Students claim the term is offensive to Native Americans.

ByABC News
November 16, 2013, 9:06 PM
FILE - In this Dec. 8, 2001 file photo, Neshaminy quarterback Jason Waiter, center, celebrates with teammates after their 21-7 victory over Woodland Hills to claim the Class AAAA state title in Hershey, Pa.  Student editors have voted to ban the words "Redskins" ? the school mascot at football-crazed Neshaminy.(AP Photo/Chris Gardner)
FILE - In this Dec. 8, 2001 file photo, Neshaminy quarterback Jason Waiter, center, celebrates with teammates after their 21-7 victory over Woodland Hills to claim the Class AAAA state title in Hershey, Pa. Student editors have voted to ban the words "Redskins" ? the school mascot at football-crazed Neshaminy.(AP Photo/Chris Gardner)
ASSOCIATED PRESS

Nov. 17, 2013— -- Student editors of a high school paper in Philadelphia are engaged in a war of words with administrators over the use of the school's team nickname, the Redskins.

The debate over free speech began after student editors at the Neshaminy Playwickian wrote an editorial on Oct. 27 on "why we refuse to use the 'R' word" -- a topic they claim "no one wants to discuss, but one that needs to be discussed" because of its offensiveness to American Indians.

"It is one of the most controversial issues in Neshaminy's history," began the editorial. "The word 'Redskin' is racist, and very much so. It is not a term of honor, but a term of hate."
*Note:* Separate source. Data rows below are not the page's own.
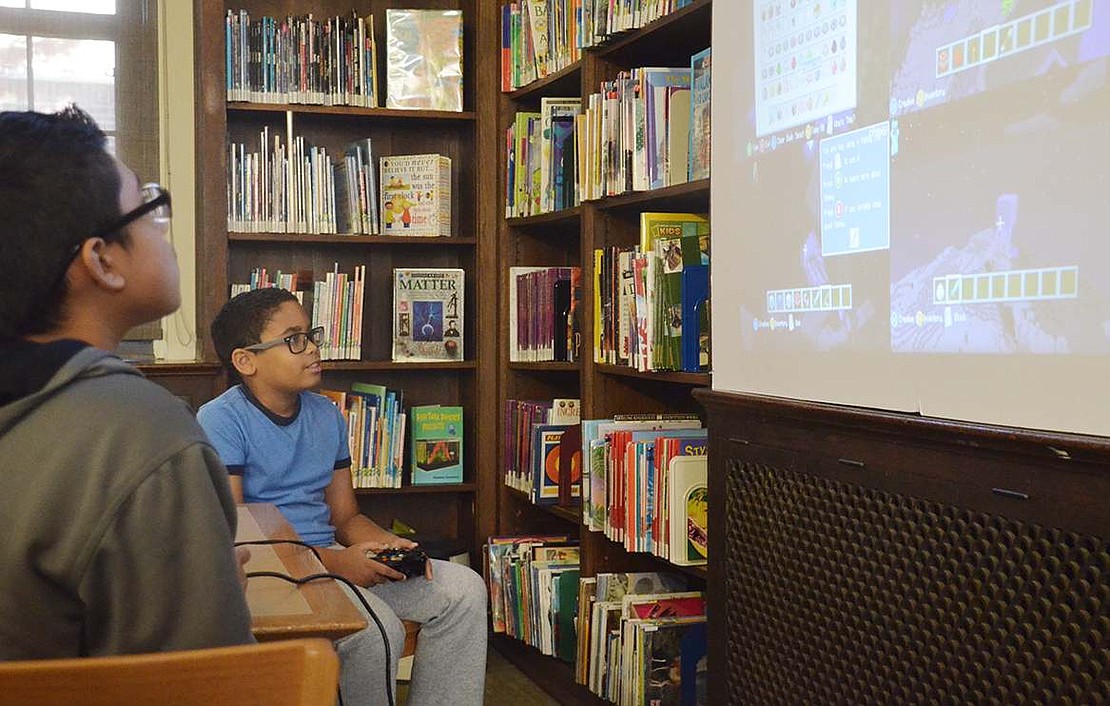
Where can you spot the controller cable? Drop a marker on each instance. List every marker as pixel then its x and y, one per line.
pixel 354 589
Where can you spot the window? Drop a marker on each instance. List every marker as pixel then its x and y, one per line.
pixel 101 54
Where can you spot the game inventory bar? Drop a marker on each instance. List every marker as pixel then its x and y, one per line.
pixel 1028 31
pixel 1012 285
pixel 825 298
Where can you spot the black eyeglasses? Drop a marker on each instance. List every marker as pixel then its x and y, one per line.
pixel 155 202
pixel 296 342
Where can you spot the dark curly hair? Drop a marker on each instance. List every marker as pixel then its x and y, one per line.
pixel 58 184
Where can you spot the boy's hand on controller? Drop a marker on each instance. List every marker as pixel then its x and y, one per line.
pixel 365 571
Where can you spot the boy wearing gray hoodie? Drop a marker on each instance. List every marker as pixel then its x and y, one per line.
pixel 115 513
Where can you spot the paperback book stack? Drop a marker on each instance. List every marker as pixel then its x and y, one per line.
pixel 645 484
pixel 300 59
pixel 337 306
pixel 375 420
pixel 534 591
pixel 642 639
pixel 543 447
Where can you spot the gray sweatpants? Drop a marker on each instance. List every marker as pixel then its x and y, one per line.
pixel 448 666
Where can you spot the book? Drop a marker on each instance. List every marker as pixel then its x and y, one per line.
pixel 688 491
pixel 545 459
pixel 427 314
pixel 700 101
pixel 424 59
pixel 415 194
pixel 436 454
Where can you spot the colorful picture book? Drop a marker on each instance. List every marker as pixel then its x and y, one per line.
pixel 700 100
pixel 424 59
pixel 415 194
pixel 427 314
pixel 688 503
pixel 436 444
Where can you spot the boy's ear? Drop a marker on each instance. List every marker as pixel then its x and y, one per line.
pixel 243 362
pixel 98 261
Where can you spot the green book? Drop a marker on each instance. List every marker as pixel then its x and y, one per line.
pixel 436 444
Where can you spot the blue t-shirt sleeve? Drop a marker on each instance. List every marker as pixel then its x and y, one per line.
pixel 225 435
pixel 342 449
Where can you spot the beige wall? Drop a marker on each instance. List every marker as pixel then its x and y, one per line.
pixel 179 173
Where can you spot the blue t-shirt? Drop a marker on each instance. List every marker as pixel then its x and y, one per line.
pixel 284 461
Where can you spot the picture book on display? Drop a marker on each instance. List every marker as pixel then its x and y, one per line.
pixel 700 98
pixel 688 504
pixel 436 444
pixel 415 194
pixel 427 314
pixel 424 59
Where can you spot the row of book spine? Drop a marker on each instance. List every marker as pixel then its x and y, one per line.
pixel 292 187
pixel 535 445
pixel 543 159
pixel 300 59
pixel 544 312
pixel 646 129
pixel 282 188
pixel 375 421
pixel 626 634
pixel 645 485
pixel 543 37
pixel 651 300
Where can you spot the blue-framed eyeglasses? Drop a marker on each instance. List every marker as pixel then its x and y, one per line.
pixel 298 342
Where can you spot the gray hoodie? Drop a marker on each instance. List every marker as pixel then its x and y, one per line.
pixel 115 516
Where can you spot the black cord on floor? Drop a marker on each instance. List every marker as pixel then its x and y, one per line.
pixel 354 589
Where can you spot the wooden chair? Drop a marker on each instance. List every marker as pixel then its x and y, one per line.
pixel 284 673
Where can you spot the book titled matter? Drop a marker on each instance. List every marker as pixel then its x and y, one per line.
pixel 415 197
pixel 427 314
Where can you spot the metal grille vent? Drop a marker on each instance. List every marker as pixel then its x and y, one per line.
pixel 844 595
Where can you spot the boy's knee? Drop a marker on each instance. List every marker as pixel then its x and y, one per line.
pixel 468 587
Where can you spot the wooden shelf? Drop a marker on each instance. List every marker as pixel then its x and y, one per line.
pixel 693 195
pixel 669 40
pixel 315 239
pixel 420 490
pixel 564 218
pixel 554 366
pixel 563 82
pixel 554 676
pixel 682 379
pixel 381 113
pixel 569 514
pixel 390 365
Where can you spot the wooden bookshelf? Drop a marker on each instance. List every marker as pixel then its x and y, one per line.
pixel 568 238
pixel 356 241
pixel 465 511
pixel 377 113
pixel 450 488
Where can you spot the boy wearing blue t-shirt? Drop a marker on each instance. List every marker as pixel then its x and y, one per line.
pixel 285 445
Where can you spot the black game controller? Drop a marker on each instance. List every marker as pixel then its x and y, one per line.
pixel 409 562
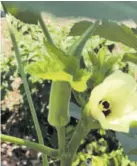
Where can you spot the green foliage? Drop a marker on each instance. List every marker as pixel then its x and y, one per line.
pixel 109 30
pixel 53 63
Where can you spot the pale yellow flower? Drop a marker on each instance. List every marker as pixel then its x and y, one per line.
pixel 114 102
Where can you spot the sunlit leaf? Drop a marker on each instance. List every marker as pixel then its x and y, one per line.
pixel 132 57
pixel 80 79
pixel 109 30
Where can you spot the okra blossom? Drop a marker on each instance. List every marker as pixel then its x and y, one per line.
pixel 114 102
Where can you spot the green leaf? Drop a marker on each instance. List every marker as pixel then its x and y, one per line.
pixel 49 69
pixel 80 27
pixel 101 56
pixel 91 9
pixel 111 31
pixel 93 58
pixel 77 47
pixel 71 62
pixel 27 16
pixel 132 57
pixel 128 141
pixel 80 80
pixel 133 151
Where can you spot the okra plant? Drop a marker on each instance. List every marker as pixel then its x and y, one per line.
pixel 112 103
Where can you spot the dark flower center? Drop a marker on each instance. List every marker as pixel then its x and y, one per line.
pixel 105 107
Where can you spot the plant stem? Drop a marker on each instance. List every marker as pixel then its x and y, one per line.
pixel 27 91
pixel 38 147
pixel 79 134
pixel 61 143
pixel 45 30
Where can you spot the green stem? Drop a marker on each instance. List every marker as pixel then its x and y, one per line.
pixel 61 143
pixel 27 91
pixel 38 147
pixel 45 30
pixel 79 134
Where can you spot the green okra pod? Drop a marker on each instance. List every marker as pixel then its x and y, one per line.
pixel 59 103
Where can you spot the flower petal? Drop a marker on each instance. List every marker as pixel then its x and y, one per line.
pixel 120 91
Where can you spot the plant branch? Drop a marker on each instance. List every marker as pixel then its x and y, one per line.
pixel 45 30
pixel 35 146
pixel 61 143
pixel 27 91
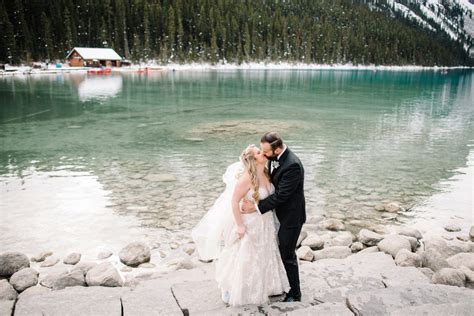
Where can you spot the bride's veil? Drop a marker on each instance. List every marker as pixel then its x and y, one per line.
pixel 215 226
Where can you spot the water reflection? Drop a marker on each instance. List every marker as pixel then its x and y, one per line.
pixel 99 87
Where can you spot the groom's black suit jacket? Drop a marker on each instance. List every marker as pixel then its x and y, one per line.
pixel 288 199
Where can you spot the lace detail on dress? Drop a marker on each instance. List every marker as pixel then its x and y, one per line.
pixel 249 270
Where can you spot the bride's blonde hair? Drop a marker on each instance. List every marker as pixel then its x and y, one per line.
pixel 250 164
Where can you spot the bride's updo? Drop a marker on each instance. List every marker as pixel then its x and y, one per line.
pixel 248 159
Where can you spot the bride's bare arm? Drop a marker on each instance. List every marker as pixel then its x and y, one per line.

The move comes as the D.C. Council made an appeal to the Washington Redskins to change their nickname for the second time in history, which was backed by hundreds of American Indians who protested the NFL team's nickname last week.

"Detractors will argue that the word is used with all due respect," read the editorial, which was supported by 14 of 21 members of the paper's staff. "But the offensiveness of a word cannot be judged by its intended meaning, but by how it is received."

Numerous editors of the Playwickian had talked about banning the use of "Redskins" since 2001. Some had avoided it, but others weren't quite so circumspect.

"We have been debating this, but now that it's taking flight we're like, 'We definitely need to take a stand,'" one of the paper's editors, 15-year-old Eishna Ranganathan, told ABC News Radio. "In previous years we have definitely brought it up."

For their efforts, the editors received a summons from Principal Robert McGee who praised their efforts as "valiant," but ordered they reverse the decision, students said.

McGee told The Associated Press he believes the alleged harm of using the word is debatable and that the roughly 2,600 students at the school, who are each required to write an article for Playwickian for course credit, shouldn't be precluded from writing about the Neshaminy Redskins.

"I don't think that's been decided at the national level, whether that word is or is not (offensive). It's our school mascot," he said. "I see it as a First Amendment issue running into another First Amendment issue."

The student law center and American Civil Liberties Union of Pennsylvania see it differently.

"I understand that there's an inclination to want to protect a tradition at the school. But the First Amendment is a longer and a better-established tradition," Frank LoMonte, executive director of the Student Press Law Center in Arlington, Va., told the AP.

"It's exactly what we tell young people in the abstract we want them to do: use their voices in positive ways to bring about social change. And yet when they tried to do it in practice, the school slapped them down," he said. "That's a bad place for an educator to be.

McGee said he has spoken with the school solicitor and others on the issue, while students will also be getting together with their own lawyer when they return to school on Monday.

Meanwhile, Ranganathan said the decision is actually having a positive effect at her school.

"What I've been actually finding out, a lot of people now they're actually saying they want to become more educated on this issue," she said.

The AP and ABC News Radio contributed to this report.